Poole continued walking towards the window, and the view expanded until at last he could see what lay below him. It was familiar enough: the whole continent of Europe, and much of northern Africa, just as he had seen them many times from space. So he was in orbit after all – probably an equatorial one, at a height of at least a thousand kilometres.
Indra was looking at him with a quizzical smile.
'Go closer to the window,' she said, very softly. 'So that you can look straight down. I hope you have a good head for heights.'
What a silly thing to say to an astronaut! Poole told himself as he moved forward. If I ever suffered from vertigo, I wouldn't be in this business...
The thought had barely passed through his mind when he cried 'My God!' and involuntarily stepped back from the window, Then, bracing himself, he dared to look again.

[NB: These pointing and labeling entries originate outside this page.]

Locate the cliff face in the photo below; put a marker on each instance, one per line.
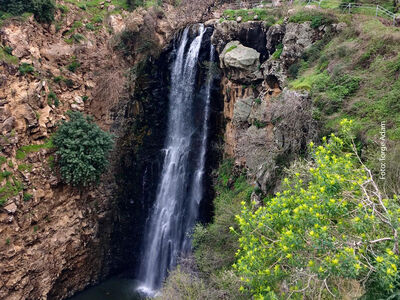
(266, 123)
(56, 240)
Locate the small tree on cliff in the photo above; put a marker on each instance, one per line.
(82, 149)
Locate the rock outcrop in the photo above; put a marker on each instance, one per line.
(265, 125)
(242, 63)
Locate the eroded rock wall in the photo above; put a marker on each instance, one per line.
(55, 239)
(266, 123)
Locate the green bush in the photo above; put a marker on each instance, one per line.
(329, 226)
(42, 9)
(82, 149)
(278, 51)
(316, 18)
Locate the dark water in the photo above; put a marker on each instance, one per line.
(116, 288)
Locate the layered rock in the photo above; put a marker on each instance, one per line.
(264, 125)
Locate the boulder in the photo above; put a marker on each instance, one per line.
(274, 37)
(251, 34)
(242, 63)
(59, 52)
(241, 112)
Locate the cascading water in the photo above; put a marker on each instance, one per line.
(180, 189)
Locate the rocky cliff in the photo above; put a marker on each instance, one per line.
(56, 240)
(266, 123)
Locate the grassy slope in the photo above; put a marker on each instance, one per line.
(353, 74)
(357, 75)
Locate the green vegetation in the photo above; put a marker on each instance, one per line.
(6, 56)
(355, 74)
(278, 52)
(25, 68)
(82, 150)
(10, 189)
(43, 10)
(317, 18)
(329, 225)
(267, 15)
(214, 245)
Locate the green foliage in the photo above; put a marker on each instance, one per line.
(82, 150)
(278, 52)
(10, 189)
(269, 16)
(26, 68)
(328, 226)
(214, 245)
(42, 9)
(315, 17)
(6, 55)
(328, 91)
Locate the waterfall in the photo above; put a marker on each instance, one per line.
(180, 189)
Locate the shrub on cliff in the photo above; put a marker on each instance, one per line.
(329, 230)
(82, 150)
(42, 9)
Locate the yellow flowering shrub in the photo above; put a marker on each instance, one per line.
(333, 226)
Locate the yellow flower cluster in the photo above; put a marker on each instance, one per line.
(311, 225)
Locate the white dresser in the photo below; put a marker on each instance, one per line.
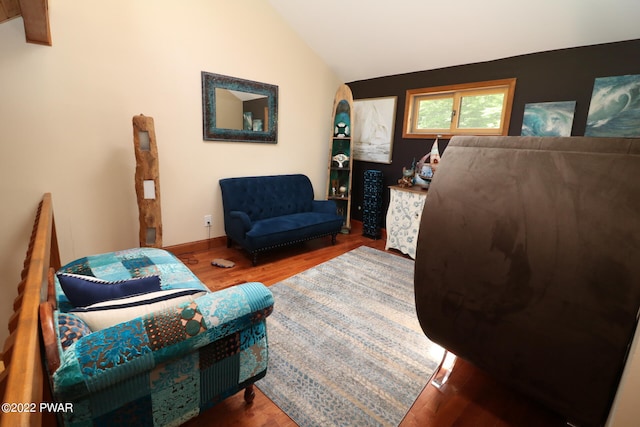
(403, 218)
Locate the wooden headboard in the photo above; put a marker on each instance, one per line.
(24, 380)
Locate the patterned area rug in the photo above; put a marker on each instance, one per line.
(345, 346)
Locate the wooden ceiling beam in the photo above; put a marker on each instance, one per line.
(9, 9)
(35, 14)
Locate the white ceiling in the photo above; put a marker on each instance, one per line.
(363, 39)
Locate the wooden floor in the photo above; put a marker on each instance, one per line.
(468, 398)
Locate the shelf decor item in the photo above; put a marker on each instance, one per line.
(427, 165)
(340, 162)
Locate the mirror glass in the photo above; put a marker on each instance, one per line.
(238, 110)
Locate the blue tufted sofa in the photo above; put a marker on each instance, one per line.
(265, 212)
(160, 368)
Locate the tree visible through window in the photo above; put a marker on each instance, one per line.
(477, 108)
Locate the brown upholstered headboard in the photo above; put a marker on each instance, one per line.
(528, 264)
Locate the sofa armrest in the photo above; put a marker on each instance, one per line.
(324, 206)
(123, 351)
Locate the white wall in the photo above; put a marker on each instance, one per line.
(65, 118)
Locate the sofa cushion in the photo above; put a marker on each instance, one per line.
(86, 290)
(291, 228)
(264, 197)
(108, 313)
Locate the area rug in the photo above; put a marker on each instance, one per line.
(345, 346)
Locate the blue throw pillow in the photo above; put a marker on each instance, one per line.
(82, 291)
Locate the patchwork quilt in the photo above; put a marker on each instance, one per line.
(165, 367)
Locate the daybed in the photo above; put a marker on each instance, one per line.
(265, 212)
(168, 363)
(527, 264)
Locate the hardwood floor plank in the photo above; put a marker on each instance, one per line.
(469, 398)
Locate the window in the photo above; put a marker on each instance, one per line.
(482, 108)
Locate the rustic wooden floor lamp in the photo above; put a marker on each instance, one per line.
(147, 181)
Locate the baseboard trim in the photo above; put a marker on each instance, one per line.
(216, 242)
(198, 246)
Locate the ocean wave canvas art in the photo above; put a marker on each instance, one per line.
(548, 118)
(615, 107)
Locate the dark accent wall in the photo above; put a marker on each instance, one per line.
(559, 75)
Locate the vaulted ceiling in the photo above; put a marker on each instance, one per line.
(35, 14)
(363, 39)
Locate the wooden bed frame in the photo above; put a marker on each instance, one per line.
(24, 382)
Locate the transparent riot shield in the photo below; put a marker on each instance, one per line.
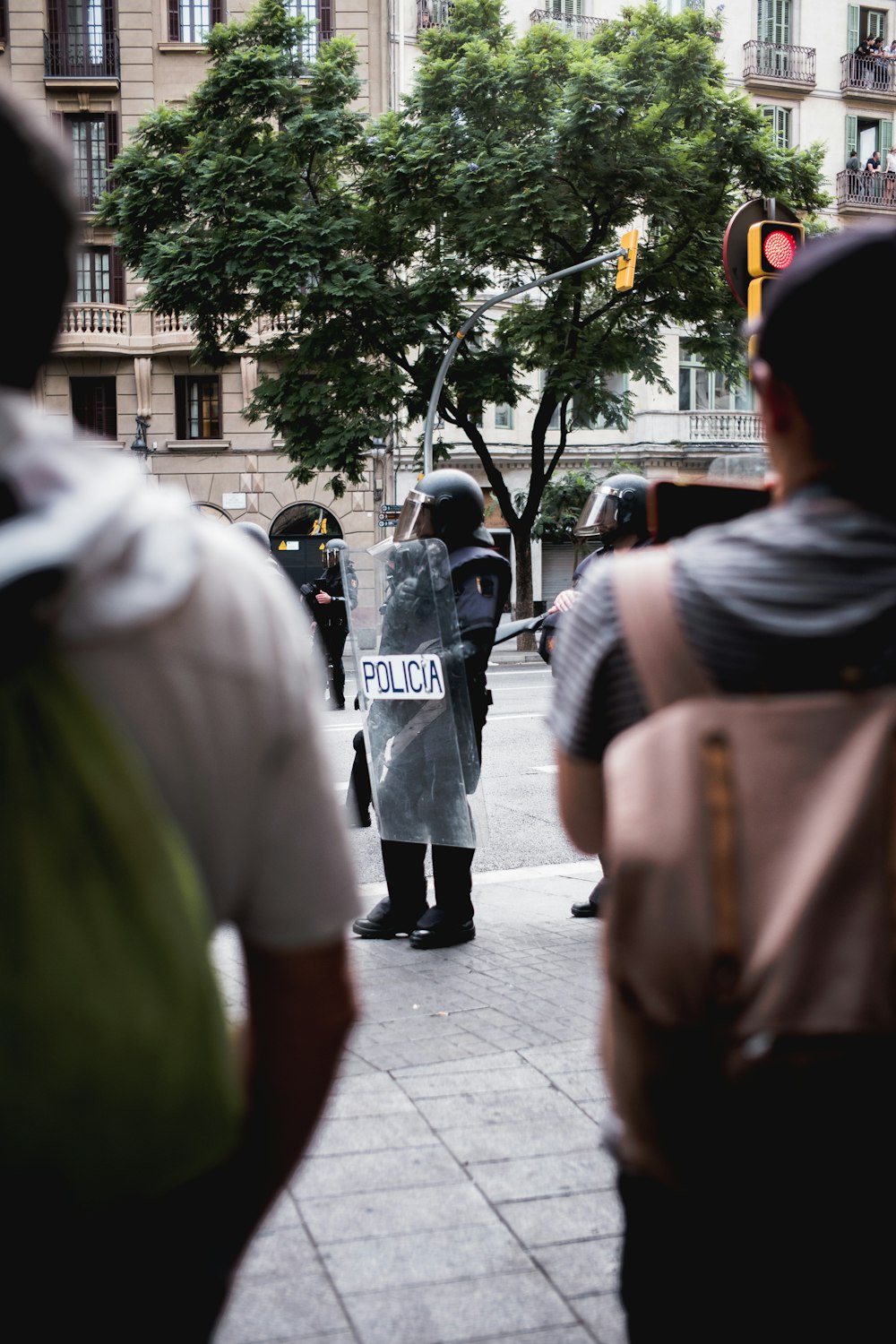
(418, 725)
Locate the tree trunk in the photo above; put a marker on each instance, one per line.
(522, 545)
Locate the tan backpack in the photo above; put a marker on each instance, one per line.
(750, 945)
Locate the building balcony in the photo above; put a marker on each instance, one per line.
(575, 24)
(684, 429)
(866, 193)
(94, 325)
(777, 66)
(868, 78)
(93, 56)
(433, 13)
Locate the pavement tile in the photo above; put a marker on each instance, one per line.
(487, 1142)
(582, 1085)
(343, 1218)
(564, 1218)
(367, 1134)
(449, 1314)
(279, 1309)
(344, 1105)
(555, 1174)
(466, 1082)
(581, 1268)
(437, 1257)
(482, 1064)
(554, 1335)
(605, 1317)
(279, 1250)
(390, 1169)
(498, 1107)
(597, 1109)
(284, 1214)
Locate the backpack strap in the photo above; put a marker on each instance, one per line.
(662, 660)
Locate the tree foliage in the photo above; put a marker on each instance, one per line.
(512, 158)
(564, 497)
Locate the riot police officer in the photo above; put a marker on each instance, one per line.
(446, 504)
(327, 605)
(616, 515)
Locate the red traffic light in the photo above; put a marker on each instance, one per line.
(778, 247)
(771, 246)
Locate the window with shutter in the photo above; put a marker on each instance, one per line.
(319, 16)
(93, 405)
(778, 121)
(702, 389)
(94, 144)
(193, 21)
(852, 134)
(198, 406)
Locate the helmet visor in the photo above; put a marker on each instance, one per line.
(600, 513)
(416, 519)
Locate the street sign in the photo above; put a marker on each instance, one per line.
(735, 250)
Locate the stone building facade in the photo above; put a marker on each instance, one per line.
(99, 65)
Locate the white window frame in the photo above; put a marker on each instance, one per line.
(782, 123)
(716, 394)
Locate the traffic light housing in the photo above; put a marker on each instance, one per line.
(625, 266)
(771, 247)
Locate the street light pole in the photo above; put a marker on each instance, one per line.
(471, 319)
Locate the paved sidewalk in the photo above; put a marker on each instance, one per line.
(455, 1190)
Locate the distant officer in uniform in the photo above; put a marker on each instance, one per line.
(446, 504)
(616, 515)
(327, 604)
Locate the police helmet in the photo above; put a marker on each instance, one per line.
(447, 504)
(616, 508)
(331, 553)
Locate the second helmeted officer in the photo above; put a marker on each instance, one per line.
(327, 602)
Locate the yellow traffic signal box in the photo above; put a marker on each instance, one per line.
(625, 266)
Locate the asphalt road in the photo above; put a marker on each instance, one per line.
(519, 777)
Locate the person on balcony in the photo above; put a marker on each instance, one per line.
(874, 174)
(890, 177)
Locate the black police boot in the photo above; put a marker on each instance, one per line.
(591, 909)
(384, 922)
(437, 929)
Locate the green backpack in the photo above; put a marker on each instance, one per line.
(117, 1077)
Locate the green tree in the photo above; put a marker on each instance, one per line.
(512, 158)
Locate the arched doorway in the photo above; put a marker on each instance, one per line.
(297, 539)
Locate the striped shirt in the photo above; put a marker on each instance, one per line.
(780, 601)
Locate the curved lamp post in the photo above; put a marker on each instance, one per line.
(461, 335)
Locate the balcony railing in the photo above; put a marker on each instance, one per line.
(778, 61)
(874, 190)
(97, 319)
(83, 56)
(868, 74)
(433, 13)
(726, 426)
(576, 24)
(166, 324)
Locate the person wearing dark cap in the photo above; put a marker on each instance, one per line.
(798, 597)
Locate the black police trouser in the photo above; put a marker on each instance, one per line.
(359, 782)
(333, 639)
(406, 879)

He was looking down on the distant Mediterranean from the face of a cylindrical tower, whose gently curving wall indicated a diameter of several kilometres. But that was nothing compared with its length, for it tapered away down, down, down – until it disappeared into the mist somewhere over Africa. He assumed that it continued all the way to the surface.
'How high are we?' he whispered.
'Two thousand kay. But now look upwards.'
This time, it was not such a shock: he had expected what he would see. The tower dwindled away until it became a glittering thread against the blackness of space, and he did not doubt that it continued all the way to the geostationary orbit, thirty-six thousand kilometres above the Equator. Such fantasies had been well known in Poole's day: he had never dreamed he would see the reality – and be living in it.